I dug up some salad greens yesterday and was overjoyed to find earthworms in my potted soil. Into the worm bin they went. When I started the vegetable garden, a neighbour asked me what fertiliser I put into the soil. When I told him, he scoffed and said that he only used worm pee. So, off I traipsed to his garden to look at his worms. The generous man gave me a clutch of earthworms, helped me set up the worm bin and I haven't looked back since.
Since then, I have been trying to repay the debt with home made kefir drinks and home grown vegetables. Every now and then, I traipse down the road with my goodies for him.
How does one assign a value to such gifts? His worms to me. My vegetables to him. I guess they are invaluable. You could price them but it doesn't do justice to the heart that went into the making, and the respect that went into the giving. They're only worms and vegetables after all. Cheap stuff. Yet, they are stuff that are hard to find in a world that is increasingly chemical laden.
The 1st storey catches the worm pee. I use worm pee to water the plants.
Inside the 2nd storey, it looks like so. The worms feed on vegetable scraps and produce worm poop. This is a clutch of baby worms. Yay! They are making babies!

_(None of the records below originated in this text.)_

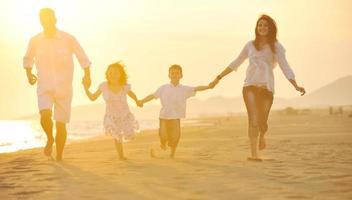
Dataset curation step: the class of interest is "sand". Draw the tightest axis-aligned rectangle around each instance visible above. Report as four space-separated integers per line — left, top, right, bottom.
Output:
0 114 352 200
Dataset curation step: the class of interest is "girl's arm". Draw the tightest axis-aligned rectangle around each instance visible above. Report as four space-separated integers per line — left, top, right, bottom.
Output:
84 87 101 101
127 90 143 107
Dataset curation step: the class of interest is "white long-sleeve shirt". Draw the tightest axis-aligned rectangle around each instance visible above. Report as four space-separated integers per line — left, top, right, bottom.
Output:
23 30 91 91
228 41 295 93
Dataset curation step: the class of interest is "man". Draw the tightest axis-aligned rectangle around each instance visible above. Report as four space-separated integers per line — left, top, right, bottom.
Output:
23 8 91 161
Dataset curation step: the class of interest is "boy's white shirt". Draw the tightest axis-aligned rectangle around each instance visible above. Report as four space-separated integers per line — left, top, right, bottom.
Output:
153 83 196 119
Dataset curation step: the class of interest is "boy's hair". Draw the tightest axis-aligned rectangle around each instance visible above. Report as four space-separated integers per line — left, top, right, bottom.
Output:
39 8 55 18
105 61 127 85
169 64 182 75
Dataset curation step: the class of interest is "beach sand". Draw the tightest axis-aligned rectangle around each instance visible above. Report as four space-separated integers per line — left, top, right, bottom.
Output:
0 114 352 200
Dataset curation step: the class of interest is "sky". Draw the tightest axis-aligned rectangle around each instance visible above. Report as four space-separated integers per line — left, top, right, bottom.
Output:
0 0 352 119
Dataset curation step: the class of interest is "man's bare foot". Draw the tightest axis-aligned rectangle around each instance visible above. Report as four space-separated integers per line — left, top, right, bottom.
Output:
247 157 263 162
259 136 266 150
119 156 127 160
160 144 166 151
170 147 176 158
44 139 54 157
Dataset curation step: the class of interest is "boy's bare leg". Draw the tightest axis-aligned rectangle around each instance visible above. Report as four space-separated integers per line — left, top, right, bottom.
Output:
259 134 266 150
115 139 127 160
159 119 168 151
55 122 67 161
40 109 54 157
248 136 261 161
170 147 176 158
168 119 181 158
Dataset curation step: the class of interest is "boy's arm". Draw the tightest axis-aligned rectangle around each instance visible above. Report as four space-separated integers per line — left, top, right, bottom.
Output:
194 85 211 92
84 86 101 101
141 94 156 104
127 90 138 102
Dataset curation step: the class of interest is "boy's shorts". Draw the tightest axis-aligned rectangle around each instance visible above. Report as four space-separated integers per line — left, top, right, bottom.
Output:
159 119 181 148
37 89 72 123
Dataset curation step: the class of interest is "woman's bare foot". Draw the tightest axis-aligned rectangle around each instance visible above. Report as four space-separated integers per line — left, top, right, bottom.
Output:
247 157 263 162
259 136 266 150
44 139 54 157
160 144 166 151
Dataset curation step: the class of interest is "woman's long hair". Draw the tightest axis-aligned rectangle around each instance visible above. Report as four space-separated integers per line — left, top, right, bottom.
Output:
253 15 277 53
105 61 127 85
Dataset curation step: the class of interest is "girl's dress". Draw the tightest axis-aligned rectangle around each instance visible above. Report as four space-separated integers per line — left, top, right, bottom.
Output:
99 82 139 142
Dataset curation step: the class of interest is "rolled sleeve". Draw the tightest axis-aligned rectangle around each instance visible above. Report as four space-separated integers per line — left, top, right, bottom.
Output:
72 37 91 68
184 86 196 98
153 86 163 99
276 43 295 80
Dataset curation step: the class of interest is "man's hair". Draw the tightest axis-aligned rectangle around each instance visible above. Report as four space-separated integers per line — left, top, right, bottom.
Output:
39 8 55 18
169 64 182 75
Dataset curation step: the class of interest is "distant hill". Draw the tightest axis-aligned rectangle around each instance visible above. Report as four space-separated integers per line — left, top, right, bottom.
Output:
293 75 352 107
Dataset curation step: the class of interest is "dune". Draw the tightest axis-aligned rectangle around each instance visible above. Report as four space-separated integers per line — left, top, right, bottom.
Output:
0 111 352 200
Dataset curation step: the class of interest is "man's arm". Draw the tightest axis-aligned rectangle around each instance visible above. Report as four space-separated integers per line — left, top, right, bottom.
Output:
23 39 37 85
141 94 156 104
82 67 92 88
194 85 211 92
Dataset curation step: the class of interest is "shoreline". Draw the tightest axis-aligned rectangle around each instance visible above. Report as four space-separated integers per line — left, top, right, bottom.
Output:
0 115 352 200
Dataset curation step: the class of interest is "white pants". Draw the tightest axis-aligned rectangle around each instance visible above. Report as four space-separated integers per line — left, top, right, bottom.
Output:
37 88 72 123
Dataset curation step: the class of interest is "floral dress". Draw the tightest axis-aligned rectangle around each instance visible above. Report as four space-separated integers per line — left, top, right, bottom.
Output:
99 82 139 142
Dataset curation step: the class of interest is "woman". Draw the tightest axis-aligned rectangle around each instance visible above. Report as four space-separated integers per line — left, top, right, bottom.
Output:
212 15 305 161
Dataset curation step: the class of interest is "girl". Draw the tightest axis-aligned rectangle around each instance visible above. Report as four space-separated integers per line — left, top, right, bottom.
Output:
84 62 140 160
211 15 305 161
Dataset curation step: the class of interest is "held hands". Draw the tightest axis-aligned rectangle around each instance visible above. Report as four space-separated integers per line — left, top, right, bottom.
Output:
296 86 306 96
27 73 37 85
136 100 144 108
208 79 219 89
82 76 92 89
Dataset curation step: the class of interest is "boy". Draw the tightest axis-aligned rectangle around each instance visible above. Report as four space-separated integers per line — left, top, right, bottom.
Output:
141 65 215 158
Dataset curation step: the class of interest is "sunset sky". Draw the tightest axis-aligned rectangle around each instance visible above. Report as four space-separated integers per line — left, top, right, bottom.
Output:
0 0 352 119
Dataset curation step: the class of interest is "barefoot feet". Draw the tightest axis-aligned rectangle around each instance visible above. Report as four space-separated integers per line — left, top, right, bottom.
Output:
44 138 54 157
259 136 266 150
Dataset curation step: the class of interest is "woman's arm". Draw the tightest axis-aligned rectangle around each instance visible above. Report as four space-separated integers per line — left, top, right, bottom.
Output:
276 43 306 96
209 43 250 87
84 87 101 101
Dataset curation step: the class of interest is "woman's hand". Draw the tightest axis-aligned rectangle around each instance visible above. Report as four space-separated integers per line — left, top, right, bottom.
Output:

Result of worm poop and worm pee: fat and healthy organic vegetables.
I find it so sad that Singaporean children and adults look at ALL insects and worms with distaste. 2 weekends ago, a child walked through my garden only to find later, a tiny grasshopper in her hair. By the time I intervened, the grasshopper was already dead.
To me, all these little critters show me that my garden is clean.
Up in the penthouse garden, many years ago, my garden had many many ladybugs and I even found a praying mantis once. Ladybugs eat the soft bodied insects which feed on my plants (and kill them) - aphids and mealybugs. Most gardeners would spray insecticides to get rid of the soft bodied insects. The very same insecticides also chase away the insect predators such as dragonflies, praying mantises and ladybugs.
Result: one has to spray more and more insecticide. Eventually, when you eat those vegetables, you poison yourself.
I even have some tolerance for the odd grasshopper or caterpillar. They signal to me that there are no poisons in my garden. So, I leave them to bite holes in my vegetables. Of course, if the numbers grow, I try to bring down the numbers by picking them out by hand. Usually, there aren't so many, especially when the birds come by.